Question: I'm always at a loss on whether to use modifier 25 or modifier 57 when the dermatologist unexpectedly finds the need to do a biopsy of a minor growth during a consultation E/M. What is an example of when these individual modifiers are appropriate? Answer: Modifiers 25 (Significant, separately identifiable evaluation and management service by the same physician on the same day of the procedure or other service) and 57 (Decision for surgery) are easily confused, but the distinguishing factor is that Medicare restricts modifier 57 to major surgeries.
Oregon Subscriber
So, if you go with your example in which the dermatologist performs a regular E/M and decides to remove a minor growth, even though it's a "surgery" you should use modifier 25 on the E/M (and report the biopsy code as well).
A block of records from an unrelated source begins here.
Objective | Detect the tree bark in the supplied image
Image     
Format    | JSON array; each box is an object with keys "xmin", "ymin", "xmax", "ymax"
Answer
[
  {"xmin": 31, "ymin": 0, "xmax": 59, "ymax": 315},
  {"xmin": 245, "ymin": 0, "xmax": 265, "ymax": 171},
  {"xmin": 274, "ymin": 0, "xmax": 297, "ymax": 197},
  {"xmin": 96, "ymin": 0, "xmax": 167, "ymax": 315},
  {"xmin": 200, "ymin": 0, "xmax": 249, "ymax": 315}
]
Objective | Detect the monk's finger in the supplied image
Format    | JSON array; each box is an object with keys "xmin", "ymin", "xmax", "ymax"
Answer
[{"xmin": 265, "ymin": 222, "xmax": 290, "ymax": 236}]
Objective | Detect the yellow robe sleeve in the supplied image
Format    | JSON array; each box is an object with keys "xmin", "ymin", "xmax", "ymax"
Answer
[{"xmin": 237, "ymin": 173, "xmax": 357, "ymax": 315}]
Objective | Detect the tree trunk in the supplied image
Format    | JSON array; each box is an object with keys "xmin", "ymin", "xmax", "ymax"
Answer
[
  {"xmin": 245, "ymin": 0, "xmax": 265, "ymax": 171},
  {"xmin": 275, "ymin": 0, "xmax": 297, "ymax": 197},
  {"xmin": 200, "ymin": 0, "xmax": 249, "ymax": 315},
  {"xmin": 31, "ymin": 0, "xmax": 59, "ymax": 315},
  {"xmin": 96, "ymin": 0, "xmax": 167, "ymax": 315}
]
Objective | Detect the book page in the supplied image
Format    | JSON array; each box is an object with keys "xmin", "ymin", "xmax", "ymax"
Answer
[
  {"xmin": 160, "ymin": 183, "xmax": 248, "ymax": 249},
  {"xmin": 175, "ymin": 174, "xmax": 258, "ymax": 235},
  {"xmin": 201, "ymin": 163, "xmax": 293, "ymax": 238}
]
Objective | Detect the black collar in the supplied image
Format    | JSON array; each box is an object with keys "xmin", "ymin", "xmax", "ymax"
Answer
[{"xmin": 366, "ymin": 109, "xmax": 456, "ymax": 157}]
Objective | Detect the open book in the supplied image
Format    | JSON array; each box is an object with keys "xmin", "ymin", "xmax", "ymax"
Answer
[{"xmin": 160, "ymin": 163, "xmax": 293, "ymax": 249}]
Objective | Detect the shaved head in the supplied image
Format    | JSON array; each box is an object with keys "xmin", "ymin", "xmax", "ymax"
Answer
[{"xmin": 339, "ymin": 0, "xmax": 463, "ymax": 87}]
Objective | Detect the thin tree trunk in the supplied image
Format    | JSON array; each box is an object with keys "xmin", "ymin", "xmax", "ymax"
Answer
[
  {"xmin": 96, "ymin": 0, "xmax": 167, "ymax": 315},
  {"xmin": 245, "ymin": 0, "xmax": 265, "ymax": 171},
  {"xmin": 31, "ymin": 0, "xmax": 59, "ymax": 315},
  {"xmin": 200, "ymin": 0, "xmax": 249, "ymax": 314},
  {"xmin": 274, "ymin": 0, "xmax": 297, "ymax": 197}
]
Example: A new 67-year-old female Medicare patient comes in for a consultation because she's concerned about a growth on her left arm. The dermatologist does a full history and exam and decides to perform a biopsy. In this case, you would report 11100 (Biopsy of skin, subcutaneous tissue and/or mucous membrane [including simple closure], unless otherwise listed; single lesion) and 99243-25 (Office consultation ...).
If you're wondering how to distinguish between a "major" and a "minor" surgery, look at the global period. If it's zero, you shouldn't even consider modifier 57. Reserve modifier 57 for major surgeries, in which the global period is 90 days -- but make sure the surgery wasn't prescheduled, or you'll be looking at a denial.
Check with your private payers for their rules, but know that many of them mirror what Medicare says on this issue.
Tip: Now more than ever before, you should watch your modifier 25 usage, because the OIG recently released a major audit report that revealed frequent misuse.